Long haul
My friend whose wife died last Sunday told me that he is just beginning to understand that she isn't coming back. Or, in terms he, a doctor, would put it, this new situation is irreversible.
Joan Didon, in her powerful recent book about her husband's sudden death, "The Year of Magical Thinking" describes the weird experience of being a rational person - she remembers one of the EMTs describing her to another as "a cool cookie" - but she can't stop herself from doing what she calls magical thinking. She doesn't want to give away her husband's shoes because he will need them when he returns.

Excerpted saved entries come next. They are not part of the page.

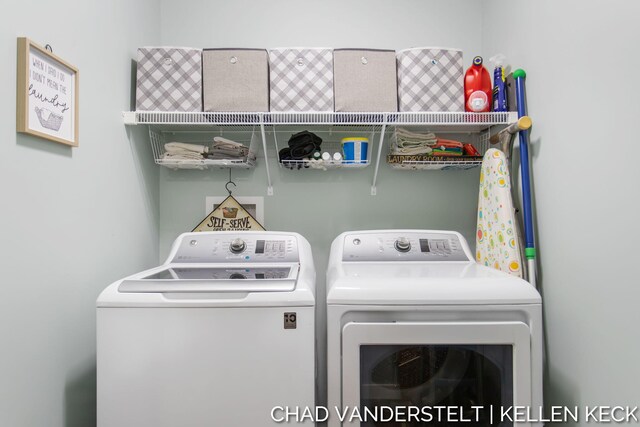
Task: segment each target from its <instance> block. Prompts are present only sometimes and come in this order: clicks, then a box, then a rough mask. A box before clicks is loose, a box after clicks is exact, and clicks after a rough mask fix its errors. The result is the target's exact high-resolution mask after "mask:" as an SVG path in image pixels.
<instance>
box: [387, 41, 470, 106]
mask: <svg viewBox="0 0 640 427" xmlns="http://www.w3.org/2000/svg"><path fill="white" fill-rule="evenodd" d="M397 57H398V107H399V109H400V111H464V85H463V76H464V72H463V63H462V51H461V50H459V49H444V48H430V47H424V48H414V49H406V50H402V51H399V52H398V55H397Z"/></svg>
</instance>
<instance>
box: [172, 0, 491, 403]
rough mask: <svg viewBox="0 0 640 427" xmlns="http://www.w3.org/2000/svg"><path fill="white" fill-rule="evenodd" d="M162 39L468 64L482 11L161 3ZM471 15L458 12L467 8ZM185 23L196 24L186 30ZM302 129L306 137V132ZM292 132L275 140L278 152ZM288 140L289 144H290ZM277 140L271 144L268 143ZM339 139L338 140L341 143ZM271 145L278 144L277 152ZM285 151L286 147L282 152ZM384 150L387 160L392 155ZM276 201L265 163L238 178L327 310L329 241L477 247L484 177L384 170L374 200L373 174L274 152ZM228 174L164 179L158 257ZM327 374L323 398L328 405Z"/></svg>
mask: <svg viewBox="0 0 640 427" xmlns="http://www.w3.org/2000/svg"><path fill="white" fill-rule="evenodd" d="M161 4H162V15H161V22H162V40H163V43H166V44H175V45H186V46H198V47H263V48H269V47H283V46H330V47H373V48H390V49H403V48H408V47H416V46H425V45H428V46H445V47H457V48H461V49H463V51H464V52H465V61H466V62H470V61H471V58H472V57H473V55H474V54H478V53H479V52H480V50H481V44H480V41H481V39H480V24H479V21H478V20H479V19H481V17H482V9H481V7H482V3H481V2H469V1H464V0H455V1H451V0H429V1H418V0H403V1H394V2H391V1H383V0H375V1H371V0H355V1H348V2H345V1H341V0H330V1H324V2H300V1H297V0H275V1H269V2H255V1H247V0H243V1H234V2H206V1H199V0H187V1H180V2H175V1H171V0H164V1H162V2H161ZM463 9H464V10H467V11H468V13H460V11H461V10H463ZM185 22H188V23H189V25H184V23H185ZM466 62H465V63H466ZM299 130H302V129H299ZM289 136H290V133H289V134H286V133H284V134H281V135H278V141H279V142H280V144H282V143H283V142H284V143H286V140H287V139H288V137H289ZM283 139H284V141H283ZM271 140H272V139H271V138H270V141H271ZM338 141H339V140H338ZM270 147H273V145H270ZM281 147H282V145H281ZM387 152H388V149H387V148H385V149H384V151H383V153H387ZM269 155H270V159H271V160H270V165H271V170H272V176H273V180H274V191H275V195H274V196H266V186H267V184H266V178H265V177H266V172H265V171H264V161H263V159H260V165H259V166H258V167H257V168H256V169H255V170H253V171H249V172H246V171H243V172H237V171H234V172H233V177H234V181H235V182H236V184H238V186H237V188H236V190H235V191H234V194H235V195H239V196H265V199H264V200H265V226H266V228H267V229H268V230H288V231H296V232H299V233H300V234H302V235H303V236H305V237H306V238H307V239H308V240H309V241H310V242H311V246H312V248H313V251H314V259H315V263H316V269H317V271H318V282H317V296H318V298H317V303H318V306H319V307H323V306H324V301H325V286H324V276H325V270H326V266H327V257H328V254H329V248H330V245H331V241H332V240H333V238H334V237H335V236H337V235H338V234H340V233H342V232H343V231H347V230H357V229H369V228H434V229H453V230H460V231H461V232H463V233H464V234H465V235H466V236H467V238H468V239H470V240H472V239H473V238H474V237H473V236H474V230H475V218H476V214H475V211H476V208H477V200H478V195H477V193H478V177H479V170H478V169H476V170H471V171H464V172H455V171H447V172H433V171H418V172H409V171H394V170H392V169H390V168H389V167H388V166H387V165H386V164H384V163H383V164H381V165H380V175H379V179H378V181H379V184H378V195H377V196H371V195H370V187H371V181H372V179H373V173H374V167H373V166H370V167H368V168H366V169H363V170H355V171H353V170H351V171H344V170H339V171H327V172H323V171H316V170H302V171H291V170H287V169H281V168H279V167H278V166H277V165H276V162H275V160H274V153H273V152H271V153H269ZM227 179H228V172H227V171H216V172H213V173H212V172H210V171H208V172H197V171H196V172H185V171H177V172H174V171H170V170H165V169H163V170H162V171H161V172H160V253H161V257H164V256H166V254H167V252H168V250H169V247H170V244H171V242H172V241H173V239H174V238H175V237H176V236H177V235H178V234H180V233H181V232H184V231H188V230H191V229H192V228H193V227H194V226H196V225H197V224H198V223H199V222H200V220H202V218H204V215H205V212H204V200H205V197H206V196H223V195H226V192H225V190H224V183H225V182H226V181H227ZM324 318H325V316H324V310H322V309H320V310H318V316H317V322H318V325H319V329H318V330H319V335H318V339H319V349H320V353H319V360H320V368H321V369H320V372H321V373H323V372H324V364H325V359H326V358H325V354H324V351H325V350H324V348H325V347H324V342H325V336H324V333H325V332H324V331H325V328H324V323H325V322H324ZM324 380H325V378H324V375H321V377H320V381H321V382H320V397H321V398H322V399H323V398H324V388H325V385H324V382H325V381H324Z"/></svg>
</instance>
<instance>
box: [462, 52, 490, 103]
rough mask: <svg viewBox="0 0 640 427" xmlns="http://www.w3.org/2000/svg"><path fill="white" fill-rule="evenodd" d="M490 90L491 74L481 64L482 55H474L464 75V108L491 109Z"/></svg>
mask: <svg viewBox="0 0 640 427" xmlns="http://www.w3.org/2000/svg"><path fill="white" fill-rule="evenodd" d="M491 92H492V90H491V75H489V72H488V71H487V69H486V68H484V67H483V66H482V57H481V56H476V57H475V58H473V65H471V67H469V69H468V70H467V72H466V73H465V75H464V110H465V111H472V112H475V113H480V112H487V111H491V95H492V94H491Z"/></svg>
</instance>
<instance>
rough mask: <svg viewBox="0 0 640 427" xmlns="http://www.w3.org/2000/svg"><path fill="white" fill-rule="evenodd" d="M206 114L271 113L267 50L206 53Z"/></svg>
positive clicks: (205, 98) (204, 85) (204, 95)
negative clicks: (269, 111) (218, 112)
mask: <svg viewBox="0 0 640 427" xmlns="http://www.w3.org/2000/svg"><path fill="white" fill-rule="evenodd" d="M202 75H203V95H202V96H203V102H204V111H269V58H268V55H267V51H266V50H265V49H205V50H203V51H202Z"/></svg>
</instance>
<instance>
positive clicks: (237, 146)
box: [209, 136, 249, 159]
mask: <svg viewBox="0 0 640 427" xmlns="http://www.w3.org/2000/svg"><path fill="white" fill-rule="evenodd" d="M210 153H212V154H214V153H215V154H216V155H223V156H225V157H224V158H227V159H228V158H241V157H246V156H247V155H248V154H249V148H248V147H246V146H244V145H243V144H241V143H239V142H235V141H232V140H230V139H227V138H223V137H221V136H216V137H215V138H213V147H211V150H210ZM209 158H211V155H210V156H209ZM216 158H220V157H216Z"/></svg>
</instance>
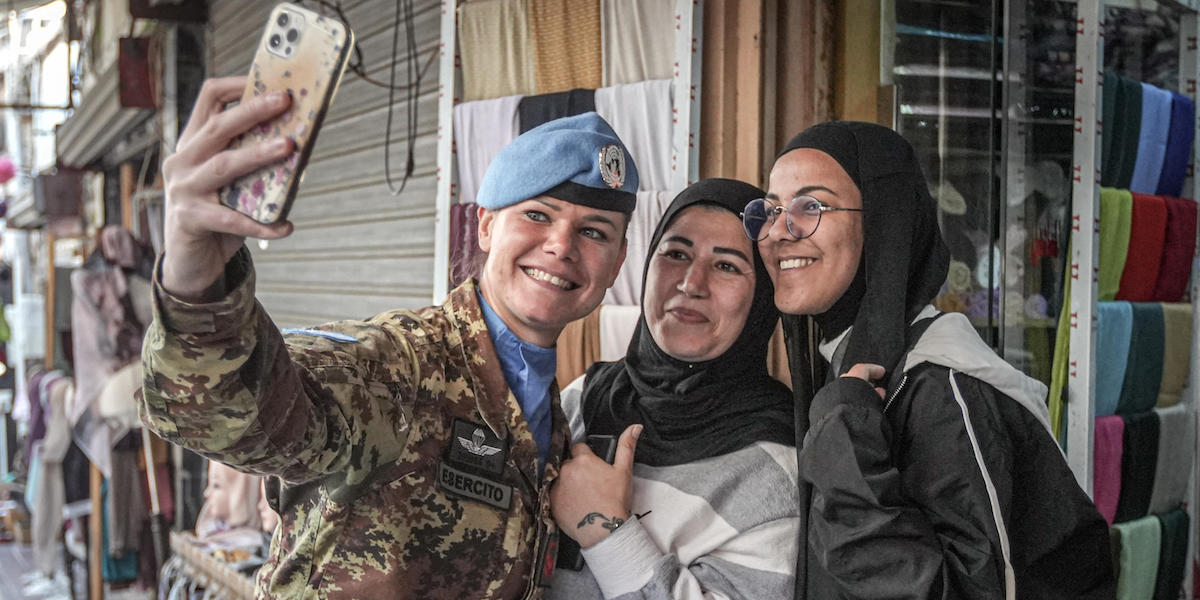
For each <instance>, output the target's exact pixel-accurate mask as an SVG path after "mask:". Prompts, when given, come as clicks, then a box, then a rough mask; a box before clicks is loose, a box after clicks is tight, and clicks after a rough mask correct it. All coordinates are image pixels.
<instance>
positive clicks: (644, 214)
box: [568, 163, 678, 383]
mask: <svg viewBox="0 0 1200 600" xmlns="http://www.w3.org/2000/svg"><path fill="white" fill-rule="evenodd" d="M638 168H641V163H638ZM677 193H678V191H670V192H637V208H635V209H634V214H632V215H630V217H629V228H628V229H626V230H625V244H626V246H625V257H644V256H647V254H648V253H649V251H650V248H649V245H650V239H652V238H653V236H654V228H655V227H658V224H659V220H660V218H662V212H664V211H666V210H667V205H668V204H671V199H672V198H674V197H676V194H677ZM644 266H646V265H644V264H643V263H642V262H641V260H630V259H629V258H626V259H625V263H624V264H622V265H620V272H619V274H617V280H616V281H614V282H613V284H612V287H611V288H608V290H607V292H605V296H604V304H612V305H623V306H631V305H641V304H642V275H643V271H642V270H643V269H644ZM623 352H624V350H623ZM581 374H582V373H581ZM568 383H570V382H568Z"/></svg>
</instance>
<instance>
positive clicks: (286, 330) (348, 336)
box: [280, 329, 359, 343]
mask: <svg viewBox="0 0 1200 600" xmlns="http://www.w3.org/2000/svg"><path fill="white" fill-rule="evenodd" d="M280 331H281V332H282V334H283V335H301V336H312V337H324V338H325V340H332V341H335V342H342V343H358V342H359V338H358V337H354V336H348V335H346V334H338V332H337V331H322V330H319V329H281V330H280Z"/></svg>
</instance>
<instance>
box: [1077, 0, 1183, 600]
mask: <svg viewBox="0 0 1200 600" xmlns="http://www.w3.org/2000/svg"><path fill="white" fill-rule="evenodd" d="M1159 4H1162V5H1168V6H1172V7H1175V8H1178V10H1181V11H1182V14H1181V17H1180V38H1181V43H1180V92H1181V94H1183V95H1187V96H1189V97H1190V98H1192V100H1193V101H1195V100H1196V79H1198V77H1200V72H1198V68H1200V62H1198V50H1196V41H1198V40H1200V19H1198V14H1196V13H1198V11H1200V1H1198V0H1162V1H1154V0H1111V1H1108V2H1105V1H1104V0H1079V1H1078V10H1076V30H1075V113H1074V119H1075V125H1074V134H1073V136H1074V157H1073V162H1072V173H1070V175H1072V179H1073V182H1074V187H1073V191H1072V209H1070V218H1072V223H1070V224H1072V240H1073V242H1072V251H1070V262H1069V264H1070V313H1069V317H1070V352H1069V359H1068V360H1069V362H1068V367H1069V371H1068V378H1067V407H1066V410H1067V419H1068V421H1067V462H1068V464H1069V466H1070V469H1072V472H1074V474H1075V479H1076V480H1078V481H1079V484H1080V486H1081V487H1082V488H1084V490H1085V491H1086V492H1087V493H1088V494H1092V493H1093V490H1092V486H1093V460H1094V426H1096V368H1094V367H1096V329H1097V318H1096V311H1094V308H1096V302H1097V299H1098V296H1099V294H1098V282H1099V232H1100V214H1099V197H1100V160H1099V154H1100V148H1102V136H1103V131H1102V125H1103V124H1102V119H1100V114H1102V112H1100V108H1102V107H1100V102H1102V100H1103V92H1102V90H1100V85H1102V80H1103V77H1104V76H1103V73H1104V35H1103V31H1104V8H1105V7H1106V6H1116V7H1122V8H1134V10H1152V8H1154V7H1156V6H1157V5H1159ZM1195 126H1196V125H1195V124H1194V125H1193V127H1195ZM1198 158H1200V136H1198V137H1196V138H1195V142H1194V143H1193V155H1192V166H1190V167H1192V168H1190V169H1189V172H1190V173H1193V174H1195V173H1200V170H1198V168H1200V162H1198ZM1184 190H1187V191H1188V192H1190V197H1192V199H1193V200H1196V199H1200V178H1198V176H1189V179H1188V181H1187V182H1186V185H1184ZM1195 274H1196V268H1195V262H1194V260H1193V269H1192V275H1193V277H1192V282H1190V287H1189V289H1190V292H1192V311H1193V316H1194V314H1195V313H1196V304H1198V300H1200V281H1198V278H1196V277H1195ZM1198 334H1200V322H1198V319H1195V318H1194V317H1193V325H1192V348H1193V352H1192V364H1190V368H1189V372H1188V386H1187V388H1186V389H1184V394H1183V398H1184V400H1183V401H1182V402H1188V403H1189V406H1190V413H1192V419H1193V420H1194V419H1195V418H1196V392H1198V390H1200V388H1198V386H1196V383H1198V376H1200V352H1196V340H1198V338H1200V337H1198ZM1195 451H1196V449H1195V448H1193V466H1192V474H1190V482H1189V486H1188V500H1187V508H1188V514H1189V518H1190V530H1189V536H1188V538H1189V544H1188V558H1187V565H1188V566H1187V570H1186V575H1184V584H1183V588H1184V590H1186V595H1187V598H1188V599H1190V598H1193V596H1192V589H1193V583H1192V578H1193V577H1192V564H1193V562H1194V560H1195V533H1196V530H1198V528H1196V514H1195V505H1196V490H1195V486H1196V475H1195V469H1196V456H1195Z"/></svg>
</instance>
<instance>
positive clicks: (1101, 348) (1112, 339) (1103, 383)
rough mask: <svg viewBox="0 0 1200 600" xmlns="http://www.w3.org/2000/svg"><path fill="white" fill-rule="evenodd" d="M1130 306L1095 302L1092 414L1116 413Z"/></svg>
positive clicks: (1123, 356) (1118, 397)
mask: <svg viewBox="0 0 1200 600" xmlns="http://www.w3.org/2000/svg"><path fill="white" fill-rule="evenodd" d="M1132 335H1133V306H1132V305H1130V304H1129V302H1121V301H1116V302H1097V304H1096V416H1105V415H1110V414H1116V412H1117V403H1118V402H1120V401H1121V388H1122V386H1123V384H1124V377H1126V367H1127V366H1128V364H1129V340H1130V336H1132Z"/></svg>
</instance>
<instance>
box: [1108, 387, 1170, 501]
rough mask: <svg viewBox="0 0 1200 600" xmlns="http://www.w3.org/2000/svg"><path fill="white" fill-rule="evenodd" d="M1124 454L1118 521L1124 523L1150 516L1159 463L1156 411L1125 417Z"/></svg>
mask: <svg viewBox="0 0 1200 600" xmlns="http://www.w3.org/2000/svg"><path fill="white" fill-rule="evenodd" d="M1122 418H1123V419H1124V421H1126V426H1124V451H1123V454H1122V456H1121V499H1120V500H1118V502H1117V514H1116V517H1114V521H1116V522H1117V523H1122V522H1126V521H1133V520H1135V518H1141V517H1144V516H1146V514H1147V512H1148V510H1150V494H1151V492H1152V491H1153V486H1154V470H1156V469H1157V464H1158V438H1159V436H1158V414H1157V413H1154V412H1153V410H1151V412H1148V413H1138V414H1130V415H1122Z"/></svg>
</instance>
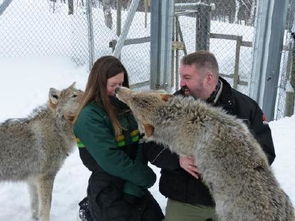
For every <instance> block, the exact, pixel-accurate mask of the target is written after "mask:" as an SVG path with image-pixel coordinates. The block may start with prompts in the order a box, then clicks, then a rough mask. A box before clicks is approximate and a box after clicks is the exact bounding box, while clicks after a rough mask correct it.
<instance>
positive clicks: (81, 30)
mask: <svg viewBox="0 0 295 221" xmlns="http://www.w3.org/2000/svg"><path fill="white" fill-rule="evenodd" d="M87 3H90V7H91V8H90V9H89V8H88V7H87ZM148 3H149V2H148V1H146V0H144V1H141V3H140V5H139V7H138V9H137V12H136V14H135V17H134V20H133V22H132V25H131V27H130V31H129V34H128V36H127V38H128V39H134V38H135V39H136V40H135V42H134V41H132V40H131V41H129V42H130V44H128V45H126V46H124V47H123V50H122V52H121V56H120V58H121V59H122V62H123V64H124V65H125V66H126V68H127V70H128V72H129V75H130V81H131V84H137V83H138V84H141V83H142V82H143V81H144V82H147V81H149V68H150V59H149V57H150V48H149V47H150V43H149V37H150V14H149V13H148V10H149V5H148ZM129 5H130V1H128V0H76V1H73V0H67V1H66V0H26V1H22V0H13V1H11V0H0V57H2V58H15V57H37V56H38V57H40V56H46V57H47V56H61V57H70V58H71V59H72V60H73V61H74V62H75V63H76V64H77V65H87V64H88V63H89V62H90V67H91V64H92V62H93V61H91V57H90V54H91V52H93V58H92V59H93V60H94V61H95V60H96V59H97V58H99V57H101V56H104V55H111V54H112V51H113V48H112V47H111V46H110V42H112V41H114V40H117V39H118V35H119V34H120V32H121V30H122V27H123V25H124V22H125V19H126V17H127V13H128V7H129ZM145 11H146V12H145ZM89 15H90V16H89ZM89 27H92V29H89ZM35 30H37V31H35ZM90 32H92V33H91V34H92V35H91V37H89V36H90V35H89V33H90ZM142 38H143V40H139V41H138V39H142ZM90 41H92V42H93V44H90ZM136 42H137V43H136Z"/></svg>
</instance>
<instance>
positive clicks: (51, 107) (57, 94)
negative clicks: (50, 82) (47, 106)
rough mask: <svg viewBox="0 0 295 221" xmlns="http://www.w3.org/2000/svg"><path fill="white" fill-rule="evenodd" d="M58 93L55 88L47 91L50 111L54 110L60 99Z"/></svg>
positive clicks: (59, 91)
mask: <svg viewBox="0 0 295 221" xmlns="http://www.w3.org/2000/svg"><path fill="white" fill-rule="evenodd" d="M60 93H61V92H60V91H59V90H56V89H55V88H50V89H49V101H48V106H49V108H51V109H56V106H57V103H58V100H59V98H60Z"/></svg>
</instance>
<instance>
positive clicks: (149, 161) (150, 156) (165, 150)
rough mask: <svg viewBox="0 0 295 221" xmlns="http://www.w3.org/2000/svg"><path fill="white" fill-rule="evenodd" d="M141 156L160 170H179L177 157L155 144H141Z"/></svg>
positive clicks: (178, 162)
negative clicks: (142, 154)
mask: <svg viewBox="0 0 295 221" xmlns="http://www.w3.org/2000/svg"><path fill="white" fill-rule="evenodd" d="M143 155H144V157H145V158H147V160H148V161H149V162H150V163H151V164H153V165H155V166H157V167H159V168H161V169H167V170H175V169H179V168H180V166H179V157H178V155H177V154H176V153H172V152H171V151H170V150H169V149H168V148H166V147H164V146H163V145H159V144H156V143H155V142H145V143H143Z"/></svg>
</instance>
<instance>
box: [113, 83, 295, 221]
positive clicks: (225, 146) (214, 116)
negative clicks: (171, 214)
mask: <svg viewBox="0 0 295 221" xmlns="http://www.w3.org/2000/svg"><path fill="white" fill-rule="evenodd" d="M116 92H117V97H118V98H119V99H120V100H121V101H123V102H125V103H126V104H127V105H128V106H129V107H130V109H131V110H132V112H133V113H134V116H135V117H136V119H137V121H138V123H139V124H142V125H143V128H144V129H145V134H146V135H147V137H148V138H149V139H150V140H153V141H156V142H158V143H161V144H164V145H167V146H168V147H169V149H170V150H171V151H173V152H176V153H177V154H179V155H180V156H193V157H194V159H195V160H197V161H196V162H197V165H198V170H199V173H200V174H201V176H202V180H203V182H204V183H205V184H206V185H207V186H208V188H209V190H210V193H211V194H212V197H213V199H214V201H215V203H216V207H215V210H216V213H217V216H218V219H219V220H221V221H258V220H259V221H294V220H295V216H294V209H293V207H292V204H291V202H290V200H289V198H288V196H287V195H286V194H285V193H284V191H283V190H282V189H281V188H280V186H279V184H278V182H277V180H276V178H275V177H274V175H273V173H272V171H271V169H270V167H269V165H268V162H267V158H266V155H265V154H264V152H263V150H262V148H261V146H260V145H259V143H258V142H257V141H256V139H255V138H254V136H253V135H252V134H251V133H250V131H249V129H248V128H247V126H246V125H245V124H244V123H243V121H242V120H240V119H237V118H236V117H235V116H232V115H229V114H226V113H225V111H224V110H222V109H221V108H216V107H212V106H211V105H209V104H206V103H205V102H203V101H201V100H194V99H193V98H183V97H181V96H175V97H173V96H170V97H169V95H163V94H157V93H148V92H146V93H145V92H141V93H140V92H135V91H131V90H130V89H128V88H124V87H120V88H118V89H117V91H116Z"/></svg>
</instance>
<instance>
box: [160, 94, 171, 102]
mask: <svg viewBox="0 0 295 221" xmlns="http://www.w3.org/2000/svg"><path fill="white" fill-rule="evenodd" d="M160 96H161V99H162V100H163V101H168V100H169V98H171V97H173V95H172V94H160Z"/></svg>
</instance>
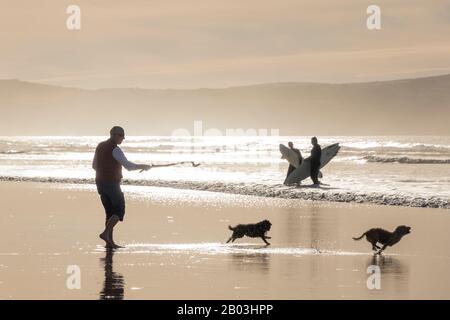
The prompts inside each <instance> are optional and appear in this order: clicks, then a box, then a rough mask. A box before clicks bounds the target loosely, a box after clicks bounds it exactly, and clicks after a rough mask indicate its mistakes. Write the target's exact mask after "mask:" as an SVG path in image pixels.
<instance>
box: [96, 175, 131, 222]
mask: <svg viewBox="0 0 450 320" xmlns="http://www.w3.org/2000/svg"><path fill="white" fill-rule="evenodd" d="M97 191H98V194H99V195H100V199H101V200H102V204H103V207H104V208H105V213H106V220H107V221H108V219H109V218H110V217H111V216H112V215H114V214H115V215H117V216H118V217H119V218H120V221H123V216H124V215H125V197H124V196H123V192H122V189H120V183H116V182H97Z"/></svg>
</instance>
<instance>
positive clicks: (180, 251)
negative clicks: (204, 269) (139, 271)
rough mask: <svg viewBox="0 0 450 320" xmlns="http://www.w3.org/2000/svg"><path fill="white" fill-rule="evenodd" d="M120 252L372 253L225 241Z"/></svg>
mask: <svg viewBox="0 0 450 320" xmlns="http://www.w3.org/2000/svg"><path fill="white" fill-rule="evenodd" d="M105 250H106V249H105V248H104V247H103V246H97V247H96V248H95V251H96V252H99V251H100V252H102V251H105ZM118 252H120V253H132V254H193V253H197V254H207V255H218V254H248V255H256V254H276V255H292V256H301V255H317V254H320V255H346V256H347V255H348V256H349V255H370V253H363V252H352V251H341V250H319V249H315V248H300V247H297V248H293V247H287V248H279V247H271V246H264V245H258V244H252V243H240V244H224V243H216V242H212V243H206V242H203V243H163V244H153V243H132V244H128V245H126V247H125V248H123V249H120V250H119V251H118Z"/></svg>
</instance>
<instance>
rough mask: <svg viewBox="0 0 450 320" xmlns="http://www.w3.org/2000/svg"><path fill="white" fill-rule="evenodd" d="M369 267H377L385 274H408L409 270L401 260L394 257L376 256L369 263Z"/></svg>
mask: <svg viewBox="0 0 450 320" xmlns="http://www.w3.org/2000/svg"><path fill="white" fill-rule="evenodd" d="M366 264H367V266H370V265H376V266H378V267H380V270H381V272H382V273H385V274H406V273H408V268H407V267H406V266H405V265H404V264H403V263H402V261H400V260H399V259H397V258H395V257H392V256H385V255H378V254H374V255H373V256H371V257H370V258H369V259H368V261H367V263H366Z"/></svg>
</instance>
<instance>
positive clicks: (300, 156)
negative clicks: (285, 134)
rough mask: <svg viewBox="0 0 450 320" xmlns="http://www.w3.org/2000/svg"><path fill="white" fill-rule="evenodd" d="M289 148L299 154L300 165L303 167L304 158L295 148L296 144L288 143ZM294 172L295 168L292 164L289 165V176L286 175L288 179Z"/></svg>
mask: <svg viewBox="0 0 450 320" xmlns="http://www.w3.org/2000/svg"><path fill="white" fill-rule="evenodd" d="M288 146H289V148H290V149H291V150H292V151H294V152H295V153H296V154H298V160H299V165H301V164H302V160H303V158H302V154H301V152H300V150H298V149H296V148H294V143H292V141H289V142H288ZM294 170H295V167H294V166H293V165H292V164H289V168H288V173H287V175H286V178H287V177H289V175H290V174H291V173H292V171H294Z"/></svg>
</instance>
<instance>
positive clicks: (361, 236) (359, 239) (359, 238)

Her rational, logical mind knows better, but some dimension she has never encountered in herself before, persists in creating scenarios that deny the finality of what has happened.
Our Vermont neighbor's 8 year old daughter was killed in a car crash this time last year. Her parents' house is now a shrine to her. Some of the other neighbors have worried that they are going to get stuck in this painful place, be unable to get on with their lives.
But what does that mean, "get on with the rest of our life?" We have coined the term "closure" for what we mean by "get over it." My experience is that we never get over it. Why should we? That doesn't have to mean our productive, even happy days are over. It means that we now carry a scar, a place where our love for that person pierced us - our psyche and even our body - and we are marked forever.
That's what takes getting used to. And we do. But getting used to it is not getting over it. It is incorporating it into the new reality.